U.S. sanctions on Syrian regime | With economy in freefall, will “Caesar Act” topple Al-Assad?
Only a few days separate the Syrians from implementation of “Caesar Act”, a bill legalized by the United States to exert pressure on the Syrian regime. It is expected that the bill will come into effect in next June, so that it will offer the means for U.S. to end the fight in Syria by sanctioning the Syrian government, including Syrian President Bashar al-Assad.
United states continues threatening to impose additional economic sanctions on Syria, at a time when Washington refuses to lift earlier sanctions after the spread of novel coronavirus (COVID-19).

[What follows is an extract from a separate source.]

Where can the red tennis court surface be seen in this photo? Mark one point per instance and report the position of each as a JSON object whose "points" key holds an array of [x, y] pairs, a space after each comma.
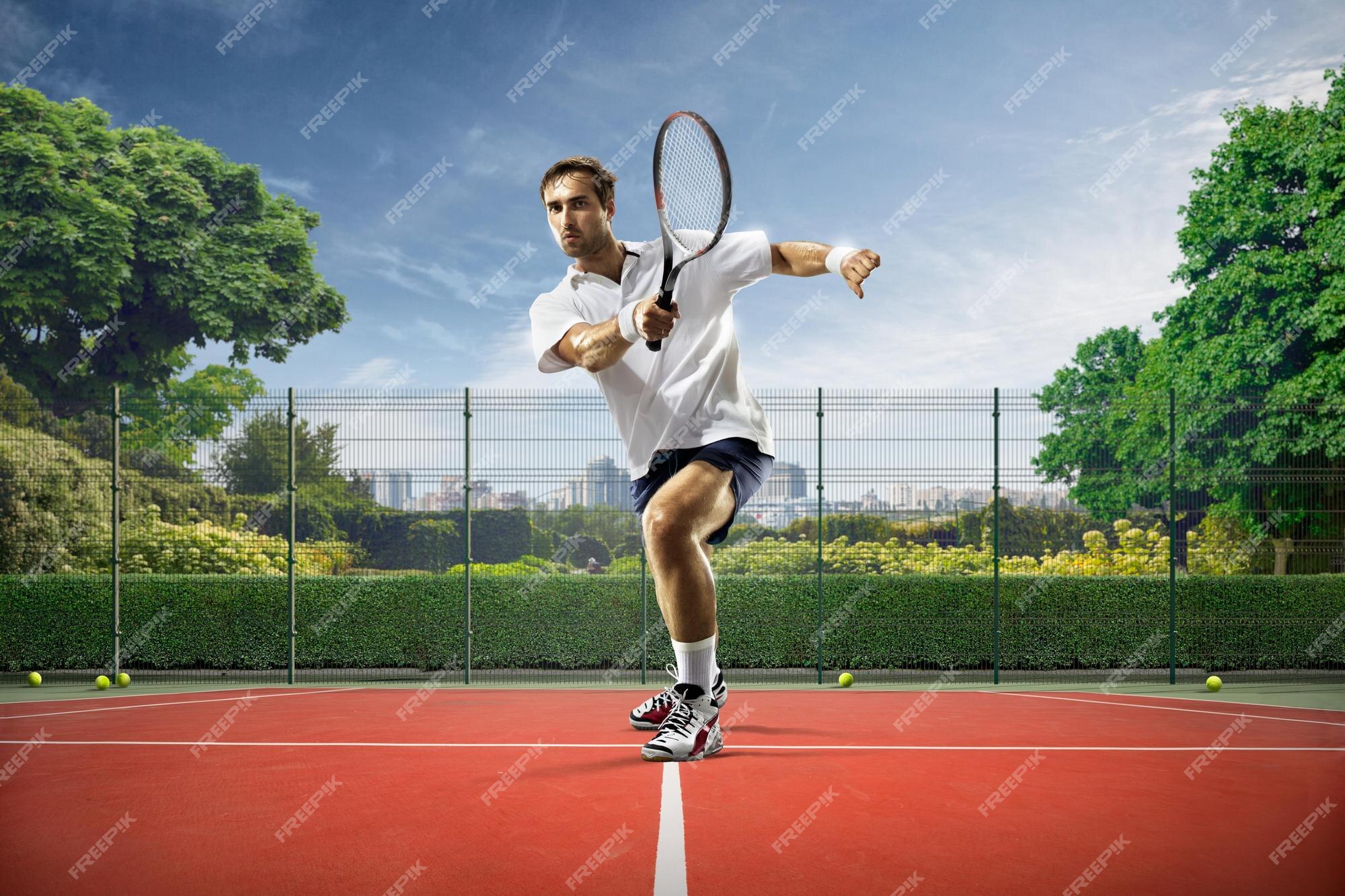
{"points": [[535, 791]]}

In December 2019, United States Senate passed a package of documents and legislation, including Caesar Act, for the purpose of undermining the Syrian regime. The Caesar Act includes sanctions on any parties which might be supporting the regime military operations, especially Russia and Iran.
As the implementation of the new bill approaches, many questions come to the fore on the possibility of “Caesar Act” to end the war in Syria. That war which U.S. has failed to end over nine years of indirect military operations through supporting opposition factions and specific organizations and imposing economic sanctions, in addition to executing airstrikes on regime positions after accusations to the Syrian regime of using chemical weapons against civilians.
In the wake of the historic low of Syrian Pound against foreign currency and the escalating levels of inflation and prices, the Caesar Act comes to place additional economic burden on the Syrian regime. These developments, in turn, deepens the sufferings of the Syrians in the war-torn country.
It seems that the Syrian regime has a big problem with the new sanctions and looming economic hardship, especially since the rift flares up between the Syrian authorities and Rami Makhlouf, the cousin of Syrian regime president Bashar al-Assad and one of the most prominent capitalists in Syria.
It is worth noting that the Syrian pound against the US dollar recorded 1,800 SYL, and 1,950 SYL against the Euro.